Coping, confidence, and coronavirus



Focus on your self-efficacy to get through these trying times

Focus on your self-efficacy to get through these trying times


It's a term used equally for children with special needs and for adults grappling with life challenges. Self-efficacy is defined as “our confidence to perform well in a particular part of our life,” according to Melissa Hladek, a professor at Johns Hopkins School of Nursing who studies stress and resilience.

Whether you're working at home while your children learn online or dealing with the loss of a job or simply confronting the tension of shopping in a store full of masked people, you have the ability to cope with the difficulties the pandemic throws at you. Hladek suggests the following ways to increase your sense of self-efficacy during this period of upheaval.
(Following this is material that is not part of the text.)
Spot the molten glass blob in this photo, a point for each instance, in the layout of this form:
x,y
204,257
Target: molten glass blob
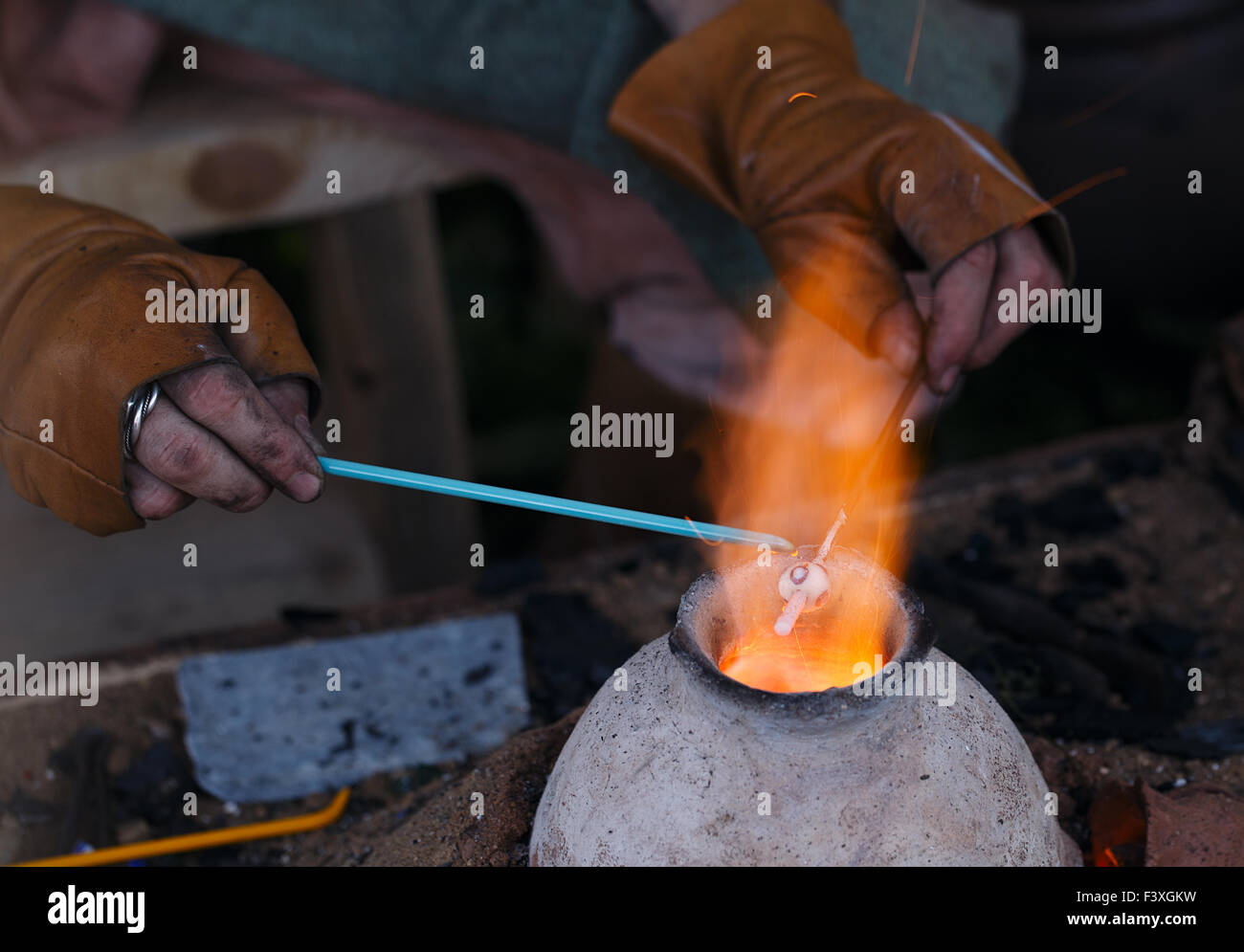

Personal Mastery. Recall past experiences that required you to grapple with difficult situations. Although you probably have not lived through a pandemic before, you can apply lessons from other experiences to this situation. Remember that you have mastery and mobilize it for the present. 

Positive Modeling. We can learn from other people as we observe them dealing with the pandemic in their own ways. Go to your network of friends and acquaintances and ask for advice, particularly from those who are dealing with similar problems. They may have stories to relate, or they can point you to resources. 

Coaching. Although the whole world seems to have changed, the pandemic involves specific challenges that people have dealt with before: social isolation, financial difficulties, health anxieties. Break your situation down into its component parts and seek out people who specialize in those issues. Don't forget that your past experiences have given you expertise in some of these areas, and you can help others. The more we come together and support each other, the more confident we will feel.

Listening to your body. Pleasurable or painful sensations in your body often come from emotions that you can access by paying attention to the physical feelings. Pause to focus on the sensations and ask your body what it's trying to tell you. Sometimes making the connection between physical and emotional pain will help you release the sensations and move on. Tools for making these connections include meditation or prayer, sleep, tears, journaling, talking, and exercise. If pain persists, don't be afraid to seek professional help. 

We each have our own strengths and weaknesses, so self-efficacy will look different for each person. By sharing our personal mastery, we can support each other and get through these difficult times.